APPROVAL OF THE APPELLATE DIVISION

SUPERIOR COURT OF NEW JERSEY

APPELLATE DIVISION

DOCKET NO. A-6748-04T46748-04T4

NEW JERSEY DIVISION OF YOUTH

AND FAMILY SERVICES,

Plaintiff-Respondent,

v.

H.O.,

Defendant-Appellant,

IN THE MATTER OF THE GUARDIANSHIP

OF D.O. AND A.C., MINORS.

________________________________________________________________

 

Submitted January 24, 2006 - Decided February 9, 2006

Before Judges Collester and Lisa.

On appeal from the Superior Court of New Jersey, Chancery Division, Family Part, Sussex County, FG-19-15-05.

Yvonne Smith Segars, Public Defender, attorney for appellant (William J. Sweeney, Designated Counsel, on the brief).

Nancy Kaplen, Acting Attorney General, attorney for respondent (Andrea M. Silkowitz, Assistant Attorney General, of counsel; Victoria De Almeida, Deputy Attorney General, on the brief).

Yvonne Smith Segars, Public Defender, Law Guardian for minor children (Nancy E. Scott, Assistant Deputy Public Defender, on the brief).

PER CURIAM

H.O. appeals from a judgment of guardianship terminating her parental rights to her daughter, D.O., who was born on December 16, 1998, and her son, A.C., who was born on July 28, 2002. H.O. raises these arguments on appeal:

POINT I

SUBSTANTIAL CREDIBLE EVIDENCE DID NOT EXIST SUPPORTING THE COURT'S FINDING THAT THE "BEST INTERESTS" TEST WAS PROVEN BY CLEAR AND CONVINCING EVIDENCE.

(A) THERE DID NOT EXIST CLEAR AND CONVINCING EVIDENCE TO SUPPORT THE FINDING THAT THE HEALTH AND DEVELOPMENT OF THE CHILDREN WERE AND WOULD CONTINUE TO BE ENDANGERED BY THE PARENTAL RELATIONSHIP.

(B) THERE DID NOT EXIST CLEAR AND CONVINCING EVIDENCE TO SUPPORT A FINDING THAT THE APPELLANT WAS UNWILLING OR WAS UNABLE TO ELIMINATE THE HARM FACING THE CHILDREN.

(C) THE DIVISION DID NOT PROVIDE THE RIGHT KIND OF SERVICES SO AS TO ALLOW THIS FAMILY TO PULL ITSELF OUT OF POVERTY AND WRONGFULLY [REJECTED] THE MATERNAL GRANDMOTHER FOR PLACEMENT.

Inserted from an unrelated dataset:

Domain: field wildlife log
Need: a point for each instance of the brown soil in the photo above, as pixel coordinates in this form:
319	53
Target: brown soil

(D) THE COURT'S FINDINGS THAT TERMINATION OF PARENTAL RIGHTS WILL NOT DO MORE HARM THAN GOOD IS NOT SUPPORTED BY CLEAR AND CONVINCING EVIDENCE.

We have reviewed the record and conclude that the trial judge's findings are well supported by the evidence, R. 2:11-3(e)(1)(A), and that H.O.'s appeal arguments lack sufficient merit to warrant extended discussion in a written opinion. R. 2:11-3(e)(1)(E). We affirm substantially for the reasons expressed by Judge John J. Callahan in his thorough and well-reasoned oral decision of July 22, 2005. We add these comments.

The Division of Youth and Family Services (DYFS or Division) received its first referral in this matter in January 2003. H.O., the two children, and A.C., Sr., the father of A.C., were living in a trailer, and it was reported to DYFS that the children were being left unattended. Investigation revealed substandard living conditions, including lack of water, lack of heat, and improper hygiene for the children. A.C., Sr. had a serious substance abuse problem, including regular consumption of large quantities of alcohol and daily use of marijuana. D.O. was born prematurely with multiple severe medical problems. She has undergone surgical procedures to correct a cleft lip and for detached retinas in both eyes. She is legally blind and has impaired speech. She also has serious behavioral and mental disabilities. She is a medically-fragile, special-needs child.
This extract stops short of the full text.